[Cryptography] RSA equivalent key length/strength
Peter Fairbrother
zenadsl6186 at zen.co.uk
Sat Sep 14 13:48:40 EDT 2013
On 14/09/13 17:14, Perry E. Metzger wrote:
> On Sat, 14 Sep 2013 16:53:38 +0100 Peter Fairbrother
> <zenadsl6186 at zen.co.uk> wrote:
>> NIST also give the "traditional" recommendations, 80 -> 1024 and 112
>> -> 2048, plus 128 -> 3072, 192 -> 7680, 256 -> 15360.
> [...]
>> But, I wonder, where do these longer equivalent figures come from?
>>
>> I don't know, I'm just asking - and I chose Wikipedia because that's
>> the general "wisdom".
> [...]
>> [ Personally, I recommend 1,536 bit RSA keys and DH primes for
>> security to 2030, 2,048 if 1,536 is unavailable, 4,096 bits if
>> paranoid/high value; and not using RSA at all for longer term
>> security. I don't know whether someone will build that sort of
>> quantum computer one day, but they might. ]
>
> On what basis do you select your numbers? Have you done
> calculations on the time it takes to factor numbers using modern
> algorithms to produce them?
Yes, some - but I don't believe that's enough. Historically, it would
not have been (and wasn't) - it doesn't take account of algorithm
development.
I actually based the 1,536-bit figure on the old RSA factoring
challenges, and how long it took to break them.

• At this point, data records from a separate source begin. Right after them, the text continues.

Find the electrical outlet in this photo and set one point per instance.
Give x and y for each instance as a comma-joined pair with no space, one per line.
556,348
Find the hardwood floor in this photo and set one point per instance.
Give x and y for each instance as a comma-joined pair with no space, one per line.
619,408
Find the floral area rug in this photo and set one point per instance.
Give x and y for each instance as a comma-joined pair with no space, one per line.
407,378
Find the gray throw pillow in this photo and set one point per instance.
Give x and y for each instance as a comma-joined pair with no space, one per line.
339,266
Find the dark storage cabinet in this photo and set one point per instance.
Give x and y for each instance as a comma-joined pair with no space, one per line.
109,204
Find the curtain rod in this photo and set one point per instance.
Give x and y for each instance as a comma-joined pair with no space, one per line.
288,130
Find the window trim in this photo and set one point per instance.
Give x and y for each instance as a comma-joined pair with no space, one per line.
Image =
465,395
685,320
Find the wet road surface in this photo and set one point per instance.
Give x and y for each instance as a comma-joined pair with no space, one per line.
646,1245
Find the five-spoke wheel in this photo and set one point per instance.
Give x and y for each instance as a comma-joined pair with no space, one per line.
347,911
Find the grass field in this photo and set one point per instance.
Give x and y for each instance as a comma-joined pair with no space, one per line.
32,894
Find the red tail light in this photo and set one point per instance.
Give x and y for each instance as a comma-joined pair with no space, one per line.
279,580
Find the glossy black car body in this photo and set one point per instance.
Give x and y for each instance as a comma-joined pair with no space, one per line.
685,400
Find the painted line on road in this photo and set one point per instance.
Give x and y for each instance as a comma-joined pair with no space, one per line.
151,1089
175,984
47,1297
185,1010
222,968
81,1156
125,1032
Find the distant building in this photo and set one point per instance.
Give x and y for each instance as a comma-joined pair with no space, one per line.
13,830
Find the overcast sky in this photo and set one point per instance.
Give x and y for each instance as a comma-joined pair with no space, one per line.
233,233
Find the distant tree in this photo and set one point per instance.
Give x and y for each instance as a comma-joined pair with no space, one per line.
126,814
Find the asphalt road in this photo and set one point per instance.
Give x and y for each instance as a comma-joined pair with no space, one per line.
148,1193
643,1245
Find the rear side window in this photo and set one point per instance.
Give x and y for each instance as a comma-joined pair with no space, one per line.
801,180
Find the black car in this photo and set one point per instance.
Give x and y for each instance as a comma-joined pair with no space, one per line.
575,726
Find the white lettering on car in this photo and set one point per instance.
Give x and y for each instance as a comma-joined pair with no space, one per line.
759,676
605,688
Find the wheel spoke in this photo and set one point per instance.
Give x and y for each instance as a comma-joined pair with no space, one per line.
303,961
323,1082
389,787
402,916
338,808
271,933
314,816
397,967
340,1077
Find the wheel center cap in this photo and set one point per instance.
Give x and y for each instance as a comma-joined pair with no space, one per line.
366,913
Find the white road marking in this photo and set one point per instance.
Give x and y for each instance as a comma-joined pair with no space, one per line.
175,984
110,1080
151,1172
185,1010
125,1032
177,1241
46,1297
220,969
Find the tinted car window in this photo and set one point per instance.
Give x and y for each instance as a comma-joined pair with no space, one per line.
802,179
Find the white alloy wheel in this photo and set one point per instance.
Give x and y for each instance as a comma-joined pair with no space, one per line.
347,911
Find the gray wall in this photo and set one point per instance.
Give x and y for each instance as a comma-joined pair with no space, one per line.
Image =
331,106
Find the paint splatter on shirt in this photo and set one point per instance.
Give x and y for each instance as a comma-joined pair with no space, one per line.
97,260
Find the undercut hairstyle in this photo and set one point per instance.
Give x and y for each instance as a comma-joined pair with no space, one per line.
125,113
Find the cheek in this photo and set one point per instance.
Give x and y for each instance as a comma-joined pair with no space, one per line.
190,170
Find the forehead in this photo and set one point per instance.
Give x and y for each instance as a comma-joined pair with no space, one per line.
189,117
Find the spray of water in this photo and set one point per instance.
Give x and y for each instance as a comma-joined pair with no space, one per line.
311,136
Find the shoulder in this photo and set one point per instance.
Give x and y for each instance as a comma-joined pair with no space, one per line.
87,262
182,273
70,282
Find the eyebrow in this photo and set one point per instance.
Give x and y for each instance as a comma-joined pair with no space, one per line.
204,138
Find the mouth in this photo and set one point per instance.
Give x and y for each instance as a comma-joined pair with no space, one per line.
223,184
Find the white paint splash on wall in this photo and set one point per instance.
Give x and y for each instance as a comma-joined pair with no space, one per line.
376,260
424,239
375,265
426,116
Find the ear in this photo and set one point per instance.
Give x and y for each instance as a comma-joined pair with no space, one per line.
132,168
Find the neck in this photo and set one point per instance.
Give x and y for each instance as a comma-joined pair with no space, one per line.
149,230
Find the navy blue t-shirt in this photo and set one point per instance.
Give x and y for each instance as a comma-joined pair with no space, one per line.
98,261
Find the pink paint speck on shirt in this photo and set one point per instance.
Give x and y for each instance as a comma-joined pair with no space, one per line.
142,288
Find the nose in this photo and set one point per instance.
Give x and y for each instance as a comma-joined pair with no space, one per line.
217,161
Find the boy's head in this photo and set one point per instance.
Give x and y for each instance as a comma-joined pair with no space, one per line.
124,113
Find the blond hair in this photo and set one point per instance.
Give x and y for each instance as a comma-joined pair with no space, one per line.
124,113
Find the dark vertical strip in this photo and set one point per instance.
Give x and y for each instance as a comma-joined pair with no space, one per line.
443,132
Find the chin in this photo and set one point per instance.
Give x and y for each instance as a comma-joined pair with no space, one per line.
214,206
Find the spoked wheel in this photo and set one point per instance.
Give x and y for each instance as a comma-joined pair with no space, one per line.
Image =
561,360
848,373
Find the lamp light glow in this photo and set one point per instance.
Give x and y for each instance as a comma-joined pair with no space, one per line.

We are publicly at 768 bits now, and that's very expensive
http://eprint.iacr.org/2010/006.pdf - and, over the last twenty years
the rate of public advance has been about 256 bits per decade.
So at that rate 1,536 bits would become possible but very expensive in
2043, and would still be impossible in 2030.
If 1,024 is possible but very expensive for NSA now, and 256 bits per
decade is right, then 1,536 may just be on the verge of edging into
possibility in 2030 - but I think progress is going to slow (unless they
develop quantum computers).
We have already found many of the "easy-to-find" advances in theory.